Jail administrator Karen White appreciates that the specialists who see jail inmates know their needs. Inmates fill out a questionnaire before being seen, and that information is sent along to the specialist. Up to an hour is allowed for the TelePsych appointment. “I think the inmates’ needs are better met, and they feel like they’re getting better service because they have someone qualified listening to them.”

The need for better services for mental health patients at the ER is common in rural hospitals.

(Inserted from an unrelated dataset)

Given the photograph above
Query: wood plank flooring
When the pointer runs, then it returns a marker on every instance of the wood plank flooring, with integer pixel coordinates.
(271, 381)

Ann Erickson, RN, medical center director of nursing, and Carl Behne, chief executive officer, were part of a working group last March gathered by Chuck Palmer, who was then director of the Iowa Department of Human Services. Erickson and Behne represented critical access hospitals without psychiatric services.

The group was to discuss a state-wide tracking system for psychiatric beds, and to discuss the current law that only a medical doctor can send a patient for inpatient services.
Out of that meeting came more awareness of the Heart of Iowa region’s role in administering state mental health funds.

A Greene County mental health coalition has now been established that includes Ellen Ritter of the Heart of Iowa, medical center staff, the Jefferson police department and the sheriff’s office, the magistrate, public health, UnityPoint Clinic, school counselors and nurses, and staff from the Hope Wellness Center in Woodward.

The coalition meets bi-monthly. “We want to be sure we’re all working on the same page. We’re talking about what works well and what doesn’t work,” Erickson said. “There’s still a lot of work left to do.”